Case Study

FairShare.

A full-stack expense splitting app with a financial-grade backend and cross-platform mobile client.

Year
2025
Role
Solo Developer
FairShare

01

About

FairShare is a Splitwise alternative built from scratch — a production-grade expense management system that lets groups of people track shared costs, split bills multiple ways, and settle debts with minimal transactions. The project has two parts: a REST API built with NestJS and a React Native mobile app built with Expo. Both were built solo, end to end. Backend: NestJS · TypeScript · PostgreSQL · Redis · TypeORM · JWT · Google OAuth · AWS S3 · Sentry.
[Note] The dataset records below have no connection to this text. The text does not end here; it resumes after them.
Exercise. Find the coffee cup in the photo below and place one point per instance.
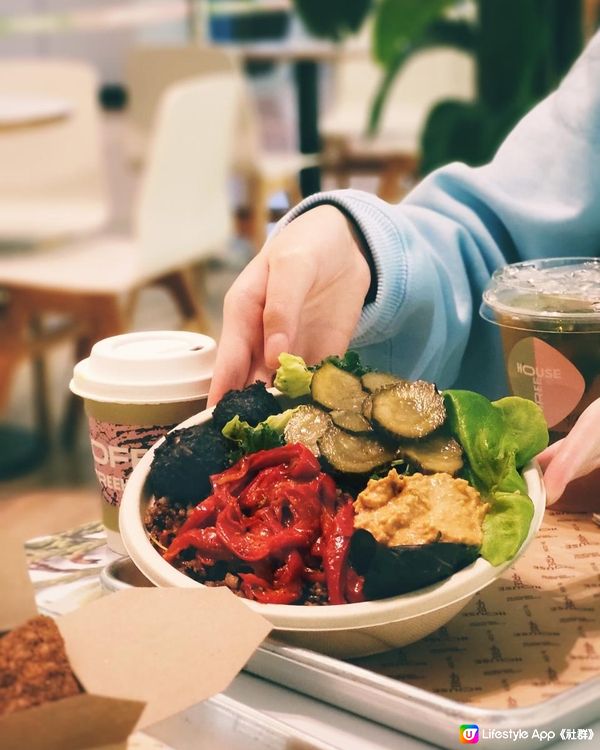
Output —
(548, 312)
(136, 387)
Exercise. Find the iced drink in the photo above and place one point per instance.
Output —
(548, 312)
(136, 387)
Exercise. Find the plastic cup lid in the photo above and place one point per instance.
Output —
(147, 367)
(554, 288)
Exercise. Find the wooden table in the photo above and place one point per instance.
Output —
(31, 110)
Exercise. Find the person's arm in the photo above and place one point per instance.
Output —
(433, 253)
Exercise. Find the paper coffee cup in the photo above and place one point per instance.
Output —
(136, 387)
(548, 312)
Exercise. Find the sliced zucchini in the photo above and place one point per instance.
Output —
(353, 454)
(367, 408)
(307, 424)
(373, 381)
(433, 454)
(351, 421)
(409, 410)
(337, 389)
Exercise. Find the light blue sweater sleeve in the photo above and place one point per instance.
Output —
(435, 252)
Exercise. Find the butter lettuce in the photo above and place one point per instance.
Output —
(498, 439)
(506, 526)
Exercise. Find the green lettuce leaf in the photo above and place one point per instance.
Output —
(498, 439)
(505, 526)
(266, 435)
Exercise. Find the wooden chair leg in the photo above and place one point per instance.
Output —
(180, 286)
(106, 316)
(389, 182)
(259, 211)
(41, 395)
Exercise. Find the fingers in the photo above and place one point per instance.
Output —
(241, 335)
(549, 453)
(577, 455)
(290, 279)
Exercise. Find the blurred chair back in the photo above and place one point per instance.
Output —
(151, 69)
(183, 211)
(427, 78)
(52, 180)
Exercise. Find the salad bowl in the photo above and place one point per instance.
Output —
(344, 630)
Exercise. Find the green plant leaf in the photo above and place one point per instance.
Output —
(333, 19)
(459, 34)
(399, 23)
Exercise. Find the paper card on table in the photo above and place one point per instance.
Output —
(170, 648)
(84, 721)
(16, 590)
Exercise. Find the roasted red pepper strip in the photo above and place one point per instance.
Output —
(276, 512)
(335, 558)
(206, 541)
(203, 514)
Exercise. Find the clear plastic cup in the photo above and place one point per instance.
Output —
(548, 312)
(136, 387)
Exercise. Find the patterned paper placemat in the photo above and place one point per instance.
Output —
(532, 634)
(527, 637)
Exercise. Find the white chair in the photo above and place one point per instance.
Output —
(181, 217)
(428, 77)
(52, 180)
(150, 69)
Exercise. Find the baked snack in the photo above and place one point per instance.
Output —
(34, 667)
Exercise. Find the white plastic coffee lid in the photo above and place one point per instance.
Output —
(147, 367)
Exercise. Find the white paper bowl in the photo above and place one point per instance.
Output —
(340, 630)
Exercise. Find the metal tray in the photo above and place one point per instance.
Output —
(418, 712)
(400, 706)
(221, 723)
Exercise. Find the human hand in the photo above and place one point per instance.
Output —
(575, 456)
(303, 293)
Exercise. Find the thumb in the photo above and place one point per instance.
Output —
(575, 456)
(291, 278)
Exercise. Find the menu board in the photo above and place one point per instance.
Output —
(530, 635)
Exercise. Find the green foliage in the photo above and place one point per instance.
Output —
(333, 19)
(350, 362)
(401, 23)
(522, 49)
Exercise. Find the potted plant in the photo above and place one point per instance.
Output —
(522, 49)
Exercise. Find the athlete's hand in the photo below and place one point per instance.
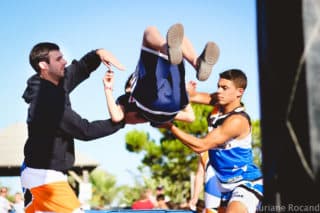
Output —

Mobile: React Native · Expo · Expo Router · TanStack Query · Zustand · NativeWind · Zod · Sentry.

02

Challenges

The core architectural challenge was designing the system as a financial ledger rather than a CRUD app — balances are always fully derived by replaying all expenses and settlements, never stored as a mutable number. Concurrent writes required group-level pessimistic locking (SELECT FOR UPDATE) to prevent race conditions during balance rebuilds. Mobile reliability required an idempotency key infrastructure backed by Redis so retried requests never create duplicate expenses. Multi-step expense creation on mobile was handled via a dedicated Zustand draft store shared across three screens. Token security was addressed by keeping access tokens only in memory and persisting the refresh token exclusively in Expo SecureStore (iOS Keychain / Android EncryptedSharedPreferences), with proactive refresh one minute before expiry. Finally, a greedy debt simplification algorithm reduces up to N² pairwise debts to the minimum number of transactions needed to fully settle a group.

03

Results

Built a complete financial application — backend and mobile — solo, from schema design to production-ready code. 38 backend spec files covering services, controllers, guards, interceptors, and filters. 121 mobile tests covering stores, hooks, services, schemas, and components. Implemented non-trivial backend patterns rarely seen in personal projects: pessimistic locking for concurrent financial writes, idempotency key infrastructure, CQRS-style read/write model separation, and a debt simplification algorithm. Implemented non-trivial mobile patterns: proactive token refresh with secure storage, multi-step form state via draft stores, deep-link invite flow, and push notification routing to specific screens.